A roundabout is an intersection where traffic travels around a central island in a counterclockwise direction. Vehicles entering or exiting the roundabout must yield to vehicles, bicyclists, and pedestrians.

Roundabouts can have many advantages over traffic signals when constructed in the right location, including:

  • They provide traffic calming, resulting in reduced speeds.
  • They require less maintenance, have lower yearly operational costs, and have a longer service life.
  • They reduce greenhouse gas emissions by reducing vehicle idling time.
  • The median islands provide refuge for pedestrians, allowing them to cross one direction of traffic at a time.
  • They provide additional opportunities for landscaping in the community.

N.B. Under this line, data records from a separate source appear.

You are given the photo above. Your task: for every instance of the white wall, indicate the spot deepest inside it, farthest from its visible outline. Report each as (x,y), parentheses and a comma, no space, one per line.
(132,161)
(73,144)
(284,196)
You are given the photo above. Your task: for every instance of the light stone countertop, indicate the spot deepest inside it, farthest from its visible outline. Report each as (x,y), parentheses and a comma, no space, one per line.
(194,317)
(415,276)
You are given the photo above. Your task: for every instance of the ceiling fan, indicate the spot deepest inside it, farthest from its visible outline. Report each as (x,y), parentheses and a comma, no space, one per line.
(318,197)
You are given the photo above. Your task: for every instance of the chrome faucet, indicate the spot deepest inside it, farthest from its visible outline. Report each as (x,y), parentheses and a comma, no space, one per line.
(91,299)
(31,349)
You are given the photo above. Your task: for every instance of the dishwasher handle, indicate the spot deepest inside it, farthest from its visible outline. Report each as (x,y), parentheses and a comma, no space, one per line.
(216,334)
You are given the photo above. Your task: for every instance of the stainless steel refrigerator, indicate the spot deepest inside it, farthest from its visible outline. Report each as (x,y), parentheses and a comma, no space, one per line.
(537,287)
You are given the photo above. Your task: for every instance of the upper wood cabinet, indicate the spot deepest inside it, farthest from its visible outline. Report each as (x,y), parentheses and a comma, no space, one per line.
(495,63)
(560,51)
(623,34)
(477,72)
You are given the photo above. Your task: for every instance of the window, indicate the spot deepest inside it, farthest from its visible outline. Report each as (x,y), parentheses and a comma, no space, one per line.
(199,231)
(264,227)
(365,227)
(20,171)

Tips for Motorists Navigating Roundabouts

When you approach a roundabout:

  • Slow down as you approach the intersection.
  • Yield to pedestrians and bicyclists crossing the roadway.
  • Watch for signs and pavement markings that guide you or prohibit certain movements.
  • Enter the roundabout when there is a big enough gap in traffic.
  • Drive in a counterclockwise direction. Do not stop or pass other vehicles.
  • Use your turn signals when you change lanes or exit the roundabout.
  • If you miss your exit, continue around until you return to your exit.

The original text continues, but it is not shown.